Guerilla kämpft gemeinsam

Kolumbien: Organisationen FARC und ELN koordinieren Aktionen. Klare Absage an Präsident Uribe

Harald Neuber

Die beiden kolumbianischen Guerillaorganisationen FARC und ELN haben ihre Befehlsstrukturen vereint. Zu dem Schritt habe man sich entschieden, da unter dem amtierenden Präsidenten Alvaro Uribe Vélez »keine politische Annäherung möglich« sei, heißt es in dem gemeinsamen Kommuniqué der Organisationen. Solange die »illegitime Regierung Uribes« an der Macht sei, werde weder von der FARC noch von den ELN eine Initiative für Friedensgespräche ausgehen. Der Rechtaußen Uribe hatte die Präsidentschaft im August 2002 übernommen.
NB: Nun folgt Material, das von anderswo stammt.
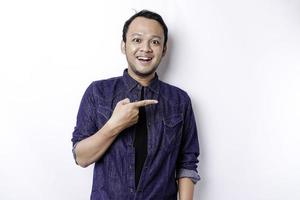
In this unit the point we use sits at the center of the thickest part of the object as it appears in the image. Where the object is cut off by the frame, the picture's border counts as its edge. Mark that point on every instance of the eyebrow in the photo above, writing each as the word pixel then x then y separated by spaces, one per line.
pixel 139 34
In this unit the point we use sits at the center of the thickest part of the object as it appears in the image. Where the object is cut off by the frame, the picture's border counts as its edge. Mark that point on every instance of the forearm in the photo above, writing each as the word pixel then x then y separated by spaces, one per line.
pixel 93 148
pixel 186 188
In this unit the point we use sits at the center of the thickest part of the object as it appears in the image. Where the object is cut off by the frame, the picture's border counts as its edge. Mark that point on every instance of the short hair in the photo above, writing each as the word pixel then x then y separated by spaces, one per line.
pixel 149 15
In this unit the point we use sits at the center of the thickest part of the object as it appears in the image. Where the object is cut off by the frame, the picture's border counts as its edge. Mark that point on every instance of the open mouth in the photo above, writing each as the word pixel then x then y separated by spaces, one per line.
pixel 144 59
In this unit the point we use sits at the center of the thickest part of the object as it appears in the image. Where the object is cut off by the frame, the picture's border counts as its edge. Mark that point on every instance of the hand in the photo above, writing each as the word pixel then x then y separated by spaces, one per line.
pixel 126 114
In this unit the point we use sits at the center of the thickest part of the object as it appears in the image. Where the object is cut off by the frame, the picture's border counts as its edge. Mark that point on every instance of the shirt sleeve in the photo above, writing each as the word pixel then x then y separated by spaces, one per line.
pixel 85 123
pixel 186 165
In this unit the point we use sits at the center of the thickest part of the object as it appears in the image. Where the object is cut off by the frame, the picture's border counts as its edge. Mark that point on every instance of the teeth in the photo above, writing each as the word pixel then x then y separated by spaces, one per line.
pixel 144 58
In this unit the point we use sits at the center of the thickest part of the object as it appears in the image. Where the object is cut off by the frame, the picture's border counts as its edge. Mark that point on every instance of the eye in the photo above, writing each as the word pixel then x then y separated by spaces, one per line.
pixel 136 40
pixel 156 42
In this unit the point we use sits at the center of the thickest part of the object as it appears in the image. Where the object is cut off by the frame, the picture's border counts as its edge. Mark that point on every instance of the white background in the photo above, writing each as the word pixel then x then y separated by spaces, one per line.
pixel 239 61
Die Guerilla erkennt ihn als Präsidenten nicht an, weil nur knapp 50 Prozent der Stimmberechtigten an den Wahlen teilgenommen hatten, wovon gut die Hälfte für den ehemaligen Bezirksgouverneur stimmte.

Nach einer deutlichen Verschärfung der innenpolitischen Situation in Kolumbien seit der Amtsübernahme von Uribe legten sich die beiden bewaffneten Organisationen nun auf gemeinsame politische Ziele fest. Demnach wollen FARC...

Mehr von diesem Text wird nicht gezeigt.